There is only one place on the Wharf that's any good, but it's fairly expensive.


----------



## Mr Marv (Aug 19, 2005)

There are actually quite a few guys coming today and tomorrow so I'll let them know of this thread.  BTW, Chile's next door to the old park is always a safe bet for fairly reasonable pricing and pretty good food.


----------



## Vestax (Aug 16, 2005)

sr20det510 said:


> _snip snip_
> 
> Are there any places you NorCal guys recommend?


I'm not familiar with the Monterey area except for maybe the wharf, and Carmel. If you guys could, you can travel an hour up north to San Jose, there's a wide variety of places to try there.


----------



## michaelsil1 (May 24, 2007)

Vestax said:


> I'm not familiar with the Monterey area except for maybe the wharf, and Carmel. If you guys could, you can travel an hour up north to San Jose, there's a wide variety of places to try there.


Monterey has some very good eats.


----------



## veloze (Jul 2, 2007)

Vestax said:


> I'm not familiar with the Monterey area except for maybe the wharf, and Carmel. If you guys could, you can travel an hour up north to San Jose, there's a wide variety of places to try there.


Does that mean that if we go to San Jose you'll be buying the drinks?  If you want I could bring a small bottle of "Ron Barcelo" and we can drink it at your crib.


----------



## sr20det510 (May 20, 2007)

Vestax said:


> I'm not familiar with the Monterey area except for maybe the wharf, and Carmel. If you guys could, you can travel an hour up north to San Jose, there's a wide variety of places to try there.


I think San Jose works!

Just want some good food to eat : )


----------



## shinjohn (Feb 8, 2006)

I'll be coming with the caravan on Sat AM, but I would recommend Socal folks to spend some time in Carmel; really nice town, some great restaurants, etc...

I like eating here:
Flying Fish Grill - Carmel, CA

My 2 cents.


----------



## fredridge (Jan 17, 2007)

Carlos, just got out of my meeting, I will try and call you on my way home.
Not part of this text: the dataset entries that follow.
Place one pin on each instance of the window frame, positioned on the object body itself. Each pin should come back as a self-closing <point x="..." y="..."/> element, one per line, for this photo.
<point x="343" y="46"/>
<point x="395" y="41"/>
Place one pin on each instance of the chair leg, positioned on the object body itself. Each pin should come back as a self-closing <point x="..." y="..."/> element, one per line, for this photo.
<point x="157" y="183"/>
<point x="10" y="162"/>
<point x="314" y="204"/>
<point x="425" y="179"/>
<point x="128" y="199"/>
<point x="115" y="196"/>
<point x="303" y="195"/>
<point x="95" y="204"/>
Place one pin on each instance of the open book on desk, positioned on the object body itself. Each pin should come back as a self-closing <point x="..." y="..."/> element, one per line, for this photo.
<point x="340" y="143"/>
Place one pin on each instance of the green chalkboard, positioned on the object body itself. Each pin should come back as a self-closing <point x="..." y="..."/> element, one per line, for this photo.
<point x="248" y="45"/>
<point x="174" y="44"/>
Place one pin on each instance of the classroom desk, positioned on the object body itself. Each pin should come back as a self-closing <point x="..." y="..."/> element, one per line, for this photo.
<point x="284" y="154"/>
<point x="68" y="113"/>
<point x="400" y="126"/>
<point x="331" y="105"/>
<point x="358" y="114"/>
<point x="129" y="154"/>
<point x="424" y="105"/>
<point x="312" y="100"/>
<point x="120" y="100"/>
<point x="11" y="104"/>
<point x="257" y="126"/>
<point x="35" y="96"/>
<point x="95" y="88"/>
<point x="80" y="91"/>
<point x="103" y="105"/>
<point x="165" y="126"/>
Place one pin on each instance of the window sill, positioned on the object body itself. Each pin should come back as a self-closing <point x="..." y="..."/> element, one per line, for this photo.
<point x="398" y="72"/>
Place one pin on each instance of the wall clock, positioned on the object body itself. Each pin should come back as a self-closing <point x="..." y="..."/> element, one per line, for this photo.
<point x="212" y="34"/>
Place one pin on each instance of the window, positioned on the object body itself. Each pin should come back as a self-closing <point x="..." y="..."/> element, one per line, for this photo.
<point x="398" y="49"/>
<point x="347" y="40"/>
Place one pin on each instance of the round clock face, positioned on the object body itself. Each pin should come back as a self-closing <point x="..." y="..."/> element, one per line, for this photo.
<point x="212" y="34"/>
Anyway, in general I always like black bear diner, but not a bbq and beer kind of place..... i think there is a BBQ place on fremont, at least there was last time I was there. but it looks kind of small, but has a smoker in the parking lot.
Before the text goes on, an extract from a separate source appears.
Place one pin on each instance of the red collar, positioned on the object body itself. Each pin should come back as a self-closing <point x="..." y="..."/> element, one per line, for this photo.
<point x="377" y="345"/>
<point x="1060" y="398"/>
There are also some cool looking places right next to the aquarium, but the only one I have tried was the Thai food place.


----------



## 60ndown (Feb 8, 2007)

duh!

pot luck on teh beach.

ill bring a grill and coals, 

everyone brings there own meat/potatoes drink.

= woot.

http://maps.google.com/maps?hl=en&c...TmDQ&sa=X&oi=geocode_result&ct=image&resnum=1


----------



## sr20det510 (May 20, 2007)

We found a spot 

Bull Dog British Pub
611 Lighthouse Ave, Monterey, CA 93940 
(831) 372-5565

The Bulldog British Pub - Monterey, California - www.bulldogbritishpub.com Bulldog Pub Bulldog Monterey 

The Bulldog British Pub - Monterey, CA


We will be there by 8pm!
Look for the Mexican, Salvadorean, and Romanian!


----------